The tyres come, but there is something about them. They are labelled like normal tyres, but there are numbers on the sidewall after the GP4000 S logo. He tells me to test ride them, then let him know what I think was special about them.
The first ride was enough. These were cornering tyres. They held on and on and on in the switchbacks. I was able to carry a lot of speed through the turns. I called him up, and he confirmed it. “Yes, we did that compound for Astana for the Tour de France in the mountains.” Nice.

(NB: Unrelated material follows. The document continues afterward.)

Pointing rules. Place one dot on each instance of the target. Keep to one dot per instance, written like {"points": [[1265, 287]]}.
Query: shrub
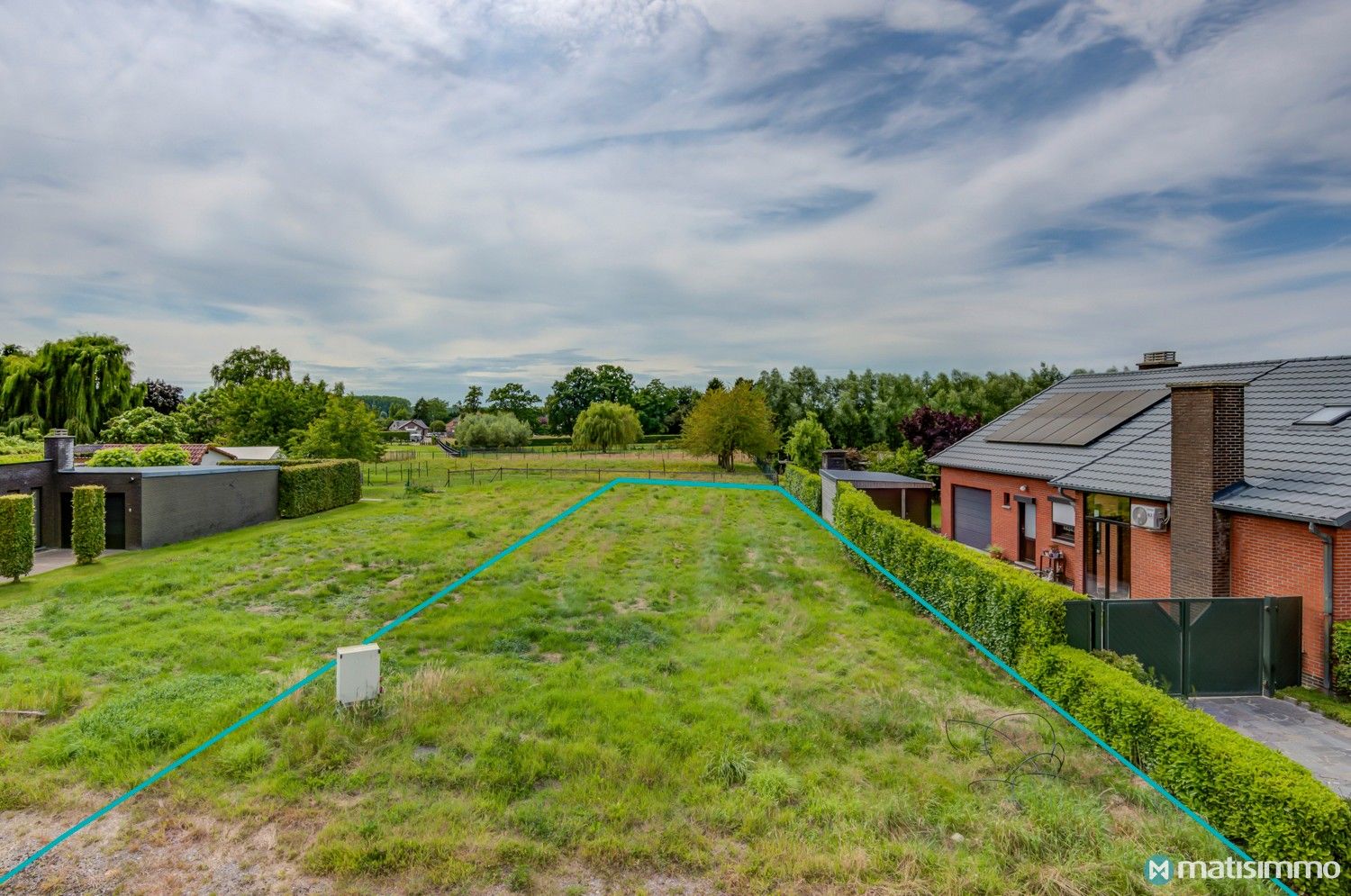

A couple of years earlier, in fact when I had just started in this job, one of the MTB pro riders was product testing the day before a race. He came back from a practice lap, and was happy. I asked what was good, “the tyres, they roll so well. Really fast, there is a road section in the race tomorrow. I am going to make up so much time there. I just wish they were a little grippier in the corners”. About 30 mins later, his phone rang. The product development guy from Conti asked him about the tyres, he gave the same feedback. The guy on the other end of the phone said, “no problem, I will make the changes now, and bring the tyres to you before the start tomorrow”.
The next morning (on a Sunday) the Conti guy shows up with a set of tyres. Our rider has them fitted to his bike, rides the race, and wins. He came back saying the tyres had been modified precisely as he had wished for.
I wish I could tell my 14 year old self some of this at times, I really do.